Oct. 11--Attention Harry Potter fans: CBS is giving you a rare chance to check out Rupert Grint's American TV debut in the unaired pilot of the comedy "Super Clyde."
It's not often that a TV show pilot not picked up by the network gets a chance to be seen by the public at large. Especially a half-hour comedy that has no chance of being repurposed as a TV movie. But series creator Greg Garcia, whose "The Millers" also airs on CBS, pushed to get people to see his other comedy show, which will never have a chance to compete for ratings. So the network released it through its website.
Grint, known to most Americans as Ron Weasley from the "Harry Potter" movies, stars as an American underachiever whose sudden inheritance prompts him to become a do-gooder by wielding his money like a superpower.
For those looking for reasons to spend 20 minutes with a comedy pilot that has no hopes of going to Episode 2, here are five fun things to look out for. And here's where you can watch it.
Rupert Grint's American accent: It may be strange for the die-hard Potter-ites to accept, but Grint does American slacker surprisingly well.
Stephen Fry's Alfred: No, his character name isn't Alfred, it's Randolph, but the British comedy great gets a chance to play this show's version of the wise butler character that has been a part of Batman lore for decades. His old partner, Hugh Laurie, came to American network TV with much success for quite a long time, so it's a shame Fry didn't a chance with this one.
Grint's Clyde is strictly a DC guy: Maybe it has something to do with Marvel being owned by Disney these days, but Clyde's comic book fandom begins with Aquaman and ends with Wonder Woman.
The comic book love went deep: Just how committed was Garcia to his comic book style premise? Check out these original comic book pages commissioned for the show. You catch glimpses of them, but not this close.

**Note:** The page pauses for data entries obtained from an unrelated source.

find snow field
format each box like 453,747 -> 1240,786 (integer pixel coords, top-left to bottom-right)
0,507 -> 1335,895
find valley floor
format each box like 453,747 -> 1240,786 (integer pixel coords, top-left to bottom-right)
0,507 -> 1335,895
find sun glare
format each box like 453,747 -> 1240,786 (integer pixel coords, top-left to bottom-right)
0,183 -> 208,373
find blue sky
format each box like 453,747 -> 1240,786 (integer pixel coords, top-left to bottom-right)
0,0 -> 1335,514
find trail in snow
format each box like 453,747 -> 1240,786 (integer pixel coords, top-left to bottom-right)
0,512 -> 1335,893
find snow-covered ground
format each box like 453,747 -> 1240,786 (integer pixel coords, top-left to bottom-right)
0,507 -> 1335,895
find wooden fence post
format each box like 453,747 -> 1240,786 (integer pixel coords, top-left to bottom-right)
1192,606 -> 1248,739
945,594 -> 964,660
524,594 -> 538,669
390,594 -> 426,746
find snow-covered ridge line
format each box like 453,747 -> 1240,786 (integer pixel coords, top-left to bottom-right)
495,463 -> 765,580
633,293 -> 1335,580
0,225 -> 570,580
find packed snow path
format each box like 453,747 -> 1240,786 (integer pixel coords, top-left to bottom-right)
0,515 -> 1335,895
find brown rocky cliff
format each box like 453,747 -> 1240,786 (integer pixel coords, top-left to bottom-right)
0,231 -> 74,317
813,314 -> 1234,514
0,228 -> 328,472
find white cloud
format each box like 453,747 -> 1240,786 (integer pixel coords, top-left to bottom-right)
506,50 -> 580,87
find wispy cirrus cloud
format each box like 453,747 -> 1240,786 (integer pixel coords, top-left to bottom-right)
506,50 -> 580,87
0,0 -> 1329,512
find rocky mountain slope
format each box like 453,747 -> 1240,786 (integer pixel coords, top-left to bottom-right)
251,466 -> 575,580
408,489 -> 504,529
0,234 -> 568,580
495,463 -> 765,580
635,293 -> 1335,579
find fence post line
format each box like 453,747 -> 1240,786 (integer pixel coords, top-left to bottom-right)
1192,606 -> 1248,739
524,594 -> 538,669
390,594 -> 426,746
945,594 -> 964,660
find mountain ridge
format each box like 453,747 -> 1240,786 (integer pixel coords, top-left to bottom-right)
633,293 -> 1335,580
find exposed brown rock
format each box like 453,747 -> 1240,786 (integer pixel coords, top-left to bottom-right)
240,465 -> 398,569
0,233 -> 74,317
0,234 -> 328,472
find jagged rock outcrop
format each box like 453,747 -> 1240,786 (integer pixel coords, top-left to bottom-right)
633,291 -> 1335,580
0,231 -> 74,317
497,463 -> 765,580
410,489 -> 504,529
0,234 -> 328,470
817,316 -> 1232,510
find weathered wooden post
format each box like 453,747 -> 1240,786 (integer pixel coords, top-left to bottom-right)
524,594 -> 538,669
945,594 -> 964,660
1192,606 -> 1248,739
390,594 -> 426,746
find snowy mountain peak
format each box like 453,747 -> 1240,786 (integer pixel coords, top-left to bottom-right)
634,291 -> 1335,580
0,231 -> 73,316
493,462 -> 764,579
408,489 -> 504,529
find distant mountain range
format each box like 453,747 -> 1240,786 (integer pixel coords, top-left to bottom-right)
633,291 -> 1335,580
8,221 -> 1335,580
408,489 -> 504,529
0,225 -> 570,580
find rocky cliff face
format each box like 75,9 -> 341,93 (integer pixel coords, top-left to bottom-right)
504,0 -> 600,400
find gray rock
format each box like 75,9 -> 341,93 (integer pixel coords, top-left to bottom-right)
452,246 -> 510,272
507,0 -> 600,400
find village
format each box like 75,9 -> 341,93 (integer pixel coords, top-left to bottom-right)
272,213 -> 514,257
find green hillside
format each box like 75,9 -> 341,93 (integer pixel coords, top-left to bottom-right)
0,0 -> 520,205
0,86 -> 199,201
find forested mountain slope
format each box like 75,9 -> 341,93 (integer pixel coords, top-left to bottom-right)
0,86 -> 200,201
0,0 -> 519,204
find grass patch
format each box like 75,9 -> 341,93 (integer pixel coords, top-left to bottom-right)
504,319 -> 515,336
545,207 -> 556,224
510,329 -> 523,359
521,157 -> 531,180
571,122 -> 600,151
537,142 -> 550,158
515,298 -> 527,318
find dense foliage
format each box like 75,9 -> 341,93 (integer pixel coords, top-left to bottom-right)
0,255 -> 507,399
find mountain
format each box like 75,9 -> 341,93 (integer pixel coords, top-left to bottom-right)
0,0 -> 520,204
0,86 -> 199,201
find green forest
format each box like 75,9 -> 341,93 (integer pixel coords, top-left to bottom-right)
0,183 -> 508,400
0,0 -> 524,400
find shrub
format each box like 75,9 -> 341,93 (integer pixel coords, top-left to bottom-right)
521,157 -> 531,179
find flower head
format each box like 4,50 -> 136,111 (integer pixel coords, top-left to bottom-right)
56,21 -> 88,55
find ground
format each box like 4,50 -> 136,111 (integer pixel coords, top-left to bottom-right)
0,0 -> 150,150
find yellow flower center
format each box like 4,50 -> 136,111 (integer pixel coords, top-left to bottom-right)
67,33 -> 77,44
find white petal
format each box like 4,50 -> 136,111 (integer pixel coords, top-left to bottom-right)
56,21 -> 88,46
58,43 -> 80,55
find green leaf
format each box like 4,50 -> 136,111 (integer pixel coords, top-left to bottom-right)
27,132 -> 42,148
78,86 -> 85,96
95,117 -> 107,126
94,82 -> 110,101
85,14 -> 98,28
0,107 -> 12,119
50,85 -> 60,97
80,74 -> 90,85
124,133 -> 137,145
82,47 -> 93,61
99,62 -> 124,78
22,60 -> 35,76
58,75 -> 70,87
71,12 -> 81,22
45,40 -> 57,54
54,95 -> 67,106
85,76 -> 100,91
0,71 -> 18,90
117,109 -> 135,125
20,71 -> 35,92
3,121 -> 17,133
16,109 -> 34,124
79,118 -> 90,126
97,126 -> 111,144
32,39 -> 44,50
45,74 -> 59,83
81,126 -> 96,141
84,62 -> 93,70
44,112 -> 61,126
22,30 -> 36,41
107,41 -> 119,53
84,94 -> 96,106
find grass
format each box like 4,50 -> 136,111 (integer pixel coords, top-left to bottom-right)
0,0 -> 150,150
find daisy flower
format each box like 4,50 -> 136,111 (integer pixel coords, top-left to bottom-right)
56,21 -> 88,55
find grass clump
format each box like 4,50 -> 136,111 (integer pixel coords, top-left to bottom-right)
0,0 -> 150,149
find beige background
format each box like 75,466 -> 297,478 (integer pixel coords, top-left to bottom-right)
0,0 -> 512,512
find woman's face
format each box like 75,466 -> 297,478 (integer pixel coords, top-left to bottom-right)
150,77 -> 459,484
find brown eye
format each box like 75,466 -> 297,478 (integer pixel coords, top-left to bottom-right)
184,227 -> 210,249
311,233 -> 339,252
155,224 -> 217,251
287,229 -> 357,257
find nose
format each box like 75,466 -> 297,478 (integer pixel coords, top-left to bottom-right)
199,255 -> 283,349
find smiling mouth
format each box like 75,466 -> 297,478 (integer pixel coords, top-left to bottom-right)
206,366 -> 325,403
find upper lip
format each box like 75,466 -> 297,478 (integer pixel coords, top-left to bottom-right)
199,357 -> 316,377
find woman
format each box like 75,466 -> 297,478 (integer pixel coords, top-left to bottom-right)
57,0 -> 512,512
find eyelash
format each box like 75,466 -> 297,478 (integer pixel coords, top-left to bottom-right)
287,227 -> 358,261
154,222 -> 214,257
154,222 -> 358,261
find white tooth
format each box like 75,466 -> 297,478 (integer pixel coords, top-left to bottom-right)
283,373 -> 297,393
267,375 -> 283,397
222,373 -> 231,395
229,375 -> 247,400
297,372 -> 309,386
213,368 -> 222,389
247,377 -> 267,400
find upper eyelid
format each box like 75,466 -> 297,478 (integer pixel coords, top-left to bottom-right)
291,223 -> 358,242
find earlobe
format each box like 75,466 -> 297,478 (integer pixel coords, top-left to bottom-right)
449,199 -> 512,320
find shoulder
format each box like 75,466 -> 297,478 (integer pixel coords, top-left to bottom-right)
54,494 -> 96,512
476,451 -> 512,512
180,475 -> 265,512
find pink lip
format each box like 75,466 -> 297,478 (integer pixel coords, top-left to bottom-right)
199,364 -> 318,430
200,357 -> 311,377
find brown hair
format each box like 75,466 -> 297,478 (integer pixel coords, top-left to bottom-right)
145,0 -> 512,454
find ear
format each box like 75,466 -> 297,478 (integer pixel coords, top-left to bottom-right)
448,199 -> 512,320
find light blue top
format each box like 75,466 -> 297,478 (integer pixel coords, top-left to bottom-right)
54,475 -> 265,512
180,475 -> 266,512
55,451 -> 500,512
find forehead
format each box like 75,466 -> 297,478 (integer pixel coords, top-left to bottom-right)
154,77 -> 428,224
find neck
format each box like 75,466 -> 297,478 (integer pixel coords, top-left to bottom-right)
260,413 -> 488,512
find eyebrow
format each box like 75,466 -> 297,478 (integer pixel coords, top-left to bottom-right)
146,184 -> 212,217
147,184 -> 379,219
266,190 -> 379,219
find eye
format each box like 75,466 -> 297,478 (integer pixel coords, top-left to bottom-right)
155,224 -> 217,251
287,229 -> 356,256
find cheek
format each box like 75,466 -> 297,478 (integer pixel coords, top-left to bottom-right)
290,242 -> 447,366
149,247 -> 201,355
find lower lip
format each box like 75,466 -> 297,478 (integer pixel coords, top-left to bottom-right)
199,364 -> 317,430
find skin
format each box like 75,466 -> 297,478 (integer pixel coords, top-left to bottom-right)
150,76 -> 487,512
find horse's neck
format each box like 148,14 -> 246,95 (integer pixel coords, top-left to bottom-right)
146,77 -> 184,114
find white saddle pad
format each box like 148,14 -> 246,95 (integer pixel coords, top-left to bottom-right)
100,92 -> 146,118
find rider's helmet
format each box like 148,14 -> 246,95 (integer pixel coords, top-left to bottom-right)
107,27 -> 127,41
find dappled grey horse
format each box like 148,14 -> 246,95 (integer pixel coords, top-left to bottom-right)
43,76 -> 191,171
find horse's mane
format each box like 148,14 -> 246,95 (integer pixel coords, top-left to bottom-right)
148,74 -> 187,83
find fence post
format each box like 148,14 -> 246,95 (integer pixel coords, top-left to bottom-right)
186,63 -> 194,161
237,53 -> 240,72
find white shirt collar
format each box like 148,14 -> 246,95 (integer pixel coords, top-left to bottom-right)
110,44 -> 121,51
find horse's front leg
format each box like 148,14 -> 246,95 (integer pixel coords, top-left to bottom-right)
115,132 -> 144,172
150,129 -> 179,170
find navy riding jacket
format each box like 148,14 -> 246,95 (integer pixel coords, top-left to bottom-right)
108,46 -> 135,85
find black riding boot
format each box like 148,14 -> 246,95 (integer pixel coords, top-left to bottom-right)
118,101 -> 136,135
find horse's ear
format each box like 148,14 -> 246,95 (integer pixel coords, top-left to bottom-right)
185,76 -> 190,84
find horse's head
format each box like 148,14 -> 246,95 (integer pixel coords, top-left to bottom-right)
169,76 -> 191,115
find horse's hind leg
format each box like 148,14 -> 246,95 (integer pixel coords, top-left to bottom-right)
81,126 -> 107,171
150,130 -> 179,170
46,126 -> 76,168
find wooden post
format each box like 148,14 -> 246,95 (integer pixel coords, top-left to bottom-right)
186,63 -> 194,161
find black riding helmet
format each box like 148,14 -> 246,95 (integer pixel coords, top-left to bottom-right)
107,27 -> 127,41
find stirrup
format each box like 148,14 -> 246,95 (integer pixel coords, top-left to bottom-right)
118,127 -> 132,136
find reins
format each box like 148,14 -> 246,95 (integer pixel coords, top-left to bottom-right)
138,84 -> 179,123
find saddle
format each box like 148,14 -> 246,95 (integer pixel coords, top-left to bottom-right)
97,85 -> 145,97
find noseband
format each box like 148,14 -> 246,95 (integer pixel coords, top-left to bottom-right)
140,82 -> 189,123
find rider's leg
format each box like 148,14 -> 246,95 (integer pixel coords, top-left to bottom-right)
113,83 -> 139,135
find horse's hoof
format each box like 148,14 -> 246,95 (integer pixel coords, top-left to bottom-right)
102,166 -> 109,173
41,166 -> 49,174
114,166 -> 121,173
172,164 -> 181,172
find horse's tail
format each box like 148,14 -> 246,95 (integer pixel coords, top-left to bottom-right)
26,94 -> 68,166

The number 100,000: Clyde's monthly stipend from his inheritance is $100,000. Does that number sound familiar? It's the amount Earl won in the lottery in creator Greg Garcia's other comedy series, "My Name Is Earl." Is it because $100,000 is a nice even number or because Garcia was attempting some kind of quasi-mystical "Lost"-like connection between shows? We'll never get to find out.